Please make Row stop tickling me. I really can’t handle another humiliation, and I have a feeling beginning my stay in Staindrop with a pee stain the shape of Nebraska on my dress and convulsing with an orgasm while he wrestles me into submission is going to make my time here challenging to say the least.

I promise to be good. To donate what little I have to charity. And to not shut the door in Jehovah’s Witnesses’ faces when they tell me You want me to do something special with my life.*

*Is starting a true crime podcast special enough? Just being pragmatic here. Your girl has bills to pay and has a scented-candle addiction to subsidize.

Faithfully, Cal

P.S.

Please send my regards to Jesus and tell him I’m sorry he died for my sins just so I could sleep with my bestie’s brother, then borderline assault him in my mom’s kitchen the day of my dad’s funeral. He deserved better.

—C. x

God must’ve had a slow day because he heard me. Suddenly—eureka!—Row’s front pocket began vibrating. His phone flashed through his dark pants, and we both stopped, staring at it.

Fine, I was staring at his baseball bat-sized hard-on. His zipper looked so strained it was a wonder it didn’t dislocate to a parallel universe.

Row leaned backward on his shins, releasing me from his grip as he pulled out his phone and swiped the screen, scowling. “Now what?”

Dude made the Grinch look like Phoebe Buffay.

His jaw clenched, and he straightened his back, running a hand through his floppy, shiny hair. His shirt rode up, offering me a glimpse of his rock-hard, bronzed abs. “You’re shitting me,” he bit out.

“That explains the smell,” I quipped, smoothing my dress down and patting my wild hair into submission. Row ignored me. The person on the other line continued talking. My archenemy rose to his feet, letting out a puff of air as his frown deepened.

“I’m going to make a nutcracker out of their bone cartilage.” Oof. “On my way.”

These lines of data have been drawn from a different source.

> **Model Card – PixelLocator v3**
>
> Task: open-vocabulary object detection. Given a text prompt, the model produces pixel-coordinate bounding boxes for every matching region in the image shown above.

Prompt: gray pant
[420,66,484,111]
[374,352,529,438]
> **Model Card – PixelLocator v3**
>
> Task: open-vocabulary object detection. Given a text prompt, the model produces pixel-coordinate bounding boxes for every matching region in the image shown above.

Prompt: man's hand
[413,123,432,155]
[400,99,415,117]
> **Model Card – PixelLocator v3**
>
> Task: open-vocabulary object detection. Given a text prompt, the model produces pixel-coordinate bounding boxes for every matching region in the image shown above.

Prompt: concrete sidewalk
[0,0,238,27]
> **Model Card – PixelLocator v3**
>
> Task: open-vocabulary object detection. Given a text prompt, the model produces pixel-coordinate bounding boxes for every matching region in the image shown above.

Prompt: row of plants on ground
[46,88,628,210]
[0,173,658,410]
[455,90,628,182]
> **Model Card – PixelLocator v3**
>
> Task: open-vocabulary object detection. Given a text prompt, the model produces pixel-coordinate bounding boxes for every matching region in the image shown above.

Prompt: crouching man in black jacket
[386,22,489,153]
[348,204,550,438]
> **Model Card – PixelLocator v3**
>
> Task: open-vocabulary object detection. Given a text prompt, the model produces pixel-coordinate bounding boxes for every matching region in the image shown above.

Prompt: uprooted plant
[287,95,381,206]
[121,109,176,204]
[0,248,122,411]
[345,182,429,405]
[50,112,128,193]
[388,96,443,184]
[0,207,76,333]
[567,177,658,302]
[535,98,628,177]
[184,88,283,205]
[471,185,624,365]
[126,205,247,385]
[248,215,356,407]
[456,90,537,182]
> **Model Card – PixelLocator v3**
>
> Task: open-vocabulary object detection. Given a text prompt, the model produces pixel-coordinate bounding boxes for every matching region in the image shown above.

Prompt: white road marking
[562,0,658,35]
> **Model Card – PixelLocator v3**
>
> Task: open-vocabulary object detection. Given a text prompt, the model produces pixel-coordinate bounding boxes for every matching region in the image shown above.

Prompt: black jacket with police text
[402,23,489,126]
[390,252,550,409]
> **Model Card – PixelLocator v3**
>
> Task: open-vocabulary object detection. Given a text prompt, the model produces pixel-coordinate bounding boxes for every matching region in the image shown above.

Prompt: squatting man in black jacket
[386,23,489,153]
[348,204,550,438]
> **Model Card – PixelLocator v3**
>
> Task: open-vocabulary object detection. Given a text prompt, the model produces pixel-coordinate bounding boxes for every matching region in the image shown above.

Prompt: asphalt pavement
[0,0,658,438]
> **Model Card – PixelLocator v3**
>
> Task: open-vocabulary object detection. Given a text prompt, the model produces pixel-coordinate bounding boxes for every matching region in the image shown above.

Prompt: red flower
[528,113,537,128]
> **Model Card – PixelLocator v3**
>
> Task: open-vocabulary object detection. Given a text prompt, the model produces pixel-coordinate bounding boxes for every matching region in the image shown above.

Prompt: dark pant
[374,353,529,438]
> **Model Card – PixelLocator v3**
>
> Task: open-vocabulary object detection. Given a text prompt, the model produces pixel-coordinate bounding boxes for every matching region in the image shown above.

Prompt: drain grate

“Hey, where are you going?” I growled. “You didn’t even apologi—”

He grabbed his jacket from the back of a dining chair, not even bothering to put it on. The door slammed abruptly, shaking on its hinges. Leaving me to pant on the floor, feeling empty, confused, and with two brand-new pieces of information to digest: 1) Tomato is a fruit, and 2) Row Casablancas was hotter than ever and burning with hatred for me.